I’m a short story writer at heart. For me, the short story is a novel in miniature. It can pack as much punch as the longer work because of all it doesn’t say. As Lionel Shriver once said, “It’s not what you leave in, it’s what you leave out.”
This past fortnight has been all about things in miniature. Firstly, I was fortunate enough to track down Kate Johnstone and her miniature sculpture of Blakemoorgate cottage which is now on display in my residency area. I am using it to inspire my setting; my off grid living conditions of my heroine Jessamine and her father Geraint ‘Rommel’ Wood.
Secondly, I’ve been involved in this year’s Shrewsbury Bookfest. I’ve been collaborating with illustrator and children’s author Meg Hawkins on a book we have created called the ‘The Fox that Rocks’ – a story of my Foxy wanting to be part of the band. We tested the words & images on two groups of primary school children with a workshop that asked them to add to the story: where did Fox go in the world to learn a musical instrument from the masters of that instrument? From African thumb pianos to Chinese Zithers, the kids and Fox went global and came up with the most wonderful poems of Pandas in Peru playing Piccolos; of Chaos the bongo-playing rabbit; of hamsters in Hawaii that strummed on ukuleles.

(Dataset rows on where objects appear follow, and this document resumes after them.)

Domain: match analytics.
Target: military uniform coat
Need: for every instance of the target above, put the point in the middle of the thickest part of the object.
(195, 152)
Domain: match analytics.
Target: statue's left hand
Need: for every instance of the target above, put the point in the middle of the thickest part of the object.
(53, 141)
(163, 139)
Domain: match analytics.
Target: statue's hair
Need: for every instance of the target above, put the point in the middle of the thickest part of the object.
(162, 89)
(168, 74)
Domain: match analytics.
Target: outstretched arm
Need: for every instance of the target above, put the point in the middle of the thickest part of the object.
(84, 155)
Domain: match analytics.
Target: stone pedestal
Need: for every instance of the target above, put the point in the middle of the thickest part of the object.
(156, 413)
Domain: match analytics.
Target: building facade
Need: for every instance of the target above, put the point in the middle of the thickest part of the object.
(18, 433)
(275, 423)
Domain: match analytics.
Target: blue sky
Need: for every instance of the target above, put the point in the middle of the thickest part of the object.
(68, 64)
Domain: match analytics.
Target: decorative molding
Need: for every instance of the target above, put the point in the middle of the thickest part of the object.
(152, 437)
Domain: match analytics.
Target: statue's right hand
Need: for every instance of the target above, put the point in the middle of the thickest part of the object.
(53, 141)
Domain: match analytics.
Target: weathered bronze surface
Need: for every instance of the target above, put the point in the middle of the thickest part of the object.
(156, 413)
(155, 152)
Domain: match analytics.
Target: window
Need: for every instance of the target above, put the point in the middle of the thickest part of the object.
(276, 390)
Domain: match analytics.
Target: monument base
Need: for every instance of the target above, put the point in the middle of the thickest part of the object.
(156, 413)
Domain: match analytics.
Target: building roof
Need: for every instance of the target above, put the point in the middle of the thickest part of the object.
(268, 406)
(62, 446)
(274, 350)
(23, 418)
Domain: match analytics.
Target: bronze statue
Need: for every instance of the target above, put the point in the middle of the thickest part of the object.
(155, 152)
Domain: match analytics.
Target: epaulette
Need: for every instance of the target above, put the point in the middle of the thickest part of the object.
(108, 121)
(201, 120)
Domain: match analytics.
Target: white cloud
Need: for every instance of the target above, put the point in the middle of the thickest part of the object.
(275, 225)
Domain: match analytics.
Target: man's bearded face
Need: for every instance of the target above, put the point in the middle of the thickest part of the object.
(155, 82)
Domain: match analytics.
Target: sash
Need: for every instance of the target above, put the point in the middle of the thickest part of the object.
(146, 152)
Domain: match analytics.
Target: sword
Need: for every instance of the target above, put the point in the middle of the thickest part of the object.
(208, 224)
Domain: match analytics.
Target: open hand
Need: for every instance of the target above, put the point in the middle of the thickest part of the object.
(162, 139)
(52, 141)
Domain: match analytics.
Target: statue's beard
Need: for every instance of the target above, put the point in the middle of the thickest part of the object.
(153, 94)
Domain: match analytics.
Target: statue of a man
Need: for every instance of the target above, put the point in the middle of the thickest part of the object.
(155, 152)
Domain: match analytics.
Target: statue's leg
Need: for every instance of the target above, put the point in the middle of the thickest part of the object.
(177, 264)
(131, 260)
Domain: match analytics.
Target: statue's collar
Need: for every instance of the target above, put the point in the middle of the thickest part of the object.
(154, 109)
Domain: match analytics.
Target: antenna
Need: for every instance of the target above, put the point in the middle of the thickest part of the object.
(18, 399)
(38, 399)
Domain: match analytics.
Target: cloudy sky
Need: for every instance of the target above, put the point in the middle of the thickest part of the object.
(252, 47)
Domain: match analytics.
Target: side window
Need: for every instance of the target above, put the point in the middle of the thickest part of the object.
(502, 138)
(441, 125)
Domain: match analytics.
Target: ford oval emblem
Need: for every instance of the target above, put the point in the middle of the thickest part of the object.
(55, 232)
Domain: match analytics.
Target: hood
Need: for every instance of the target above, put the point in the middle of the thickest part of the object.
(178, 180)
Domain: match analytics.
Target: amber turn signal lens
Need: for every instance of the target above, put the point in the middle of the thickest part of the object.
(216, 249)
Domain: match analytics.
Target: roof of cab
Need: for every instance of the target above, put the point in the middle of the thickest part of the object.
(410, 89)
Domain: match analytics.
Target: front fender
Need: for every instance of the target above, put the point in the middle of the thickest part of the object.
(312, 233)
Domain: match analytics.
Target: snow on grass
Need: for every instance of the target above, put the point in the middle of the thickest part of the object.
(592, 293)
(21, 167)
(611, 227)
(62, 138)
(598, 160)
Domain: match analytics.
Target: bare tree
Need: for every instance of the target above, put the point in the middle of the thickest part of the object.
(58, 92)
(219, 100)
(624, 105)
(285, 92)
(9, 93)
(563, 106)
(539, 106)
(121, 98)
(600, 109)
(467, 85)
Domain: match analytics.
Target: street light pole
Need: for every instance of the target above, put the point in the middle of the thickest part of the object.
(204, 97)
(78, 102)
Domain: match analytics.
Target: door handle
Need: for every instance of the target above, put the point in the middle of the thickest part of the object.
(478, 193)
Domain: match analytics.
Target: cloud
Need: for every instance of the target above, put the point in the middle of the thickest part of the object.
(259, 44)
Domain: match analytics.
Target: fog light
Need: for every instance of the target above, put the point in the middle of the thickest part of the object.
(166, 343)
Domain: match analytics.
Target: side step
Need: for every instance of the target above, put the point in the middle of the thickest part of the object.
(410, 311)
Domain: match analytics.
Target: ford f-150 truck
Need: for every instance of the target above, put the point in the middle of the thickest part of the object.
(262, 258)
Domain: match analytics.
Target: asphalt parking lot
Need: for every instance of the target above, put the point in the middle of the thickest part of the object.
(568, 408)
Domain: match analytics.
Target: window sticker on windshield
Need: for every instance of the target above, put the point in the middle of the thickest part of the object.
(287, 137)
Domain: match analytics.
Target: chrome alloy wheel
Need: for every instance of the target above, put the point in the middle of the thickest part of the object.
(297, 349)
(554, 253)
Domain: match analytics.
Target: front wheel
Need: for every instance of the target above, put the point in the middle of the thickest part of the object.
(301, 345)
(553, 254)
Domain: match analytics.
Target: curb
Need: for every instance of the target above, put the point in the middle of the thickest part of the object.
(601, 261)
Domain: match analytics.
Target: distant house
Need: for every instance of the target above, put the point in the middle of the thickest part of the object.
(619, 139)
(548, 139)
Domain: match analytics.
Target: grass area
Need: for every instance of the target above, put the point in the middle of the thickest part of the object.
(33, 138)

Meg and I then set up stall in the Shrewsbury Square where a celebration of all things Julia Donaldson invited more poems of pets teaching Fox to rock. Amazing what a young creative mind can invent within four lines on a rain drenched Saturday. Poets and stories in miniature; sometimes they can be the most inspiring to us all.
Meg and I now have the exciting job of collating all those small wonders into a book that will be on display in Shrewsbury Museum & Art Gallery. It will be exhibited alongside Kate’s miniature squatter’s cottage which I thoroughly recommend you come and see. I’ve also been preparing a paper for the European Short Fiction conference on May 13th. It’s perhaps why I can’t stop thinking about my novel in miniature; punch-packing episodes or vignettes, if you like, that capture Webb’s poetic pastoral vision amidst the innocent young thoughts of my Hazel. But I also came across a wonderful story in my research last week and decided to package it up as neatly as I could to see if the episodic form was a goer. And because it’s what the children see that becomes the real story:
In 1865, the Rev Donald Carr was found wandering in deep snow on the lower ravines of the Mynd. He had been missing for over twenty two hours. When found, by a pack of collies rounding up the sheep, he was snow-choked and mad with cold. Although his burst wrecks of boots remain on display in the Shrewsbury Museum alongside a battered memoir of his adventure, and although many still reference the Reverend’s struggle and nearly-death as epitomising life’s great journey, he is most remembered for being the bogeyman that rose out of the drifts and snatched the coats from the backs of the children who had dared to play in his way.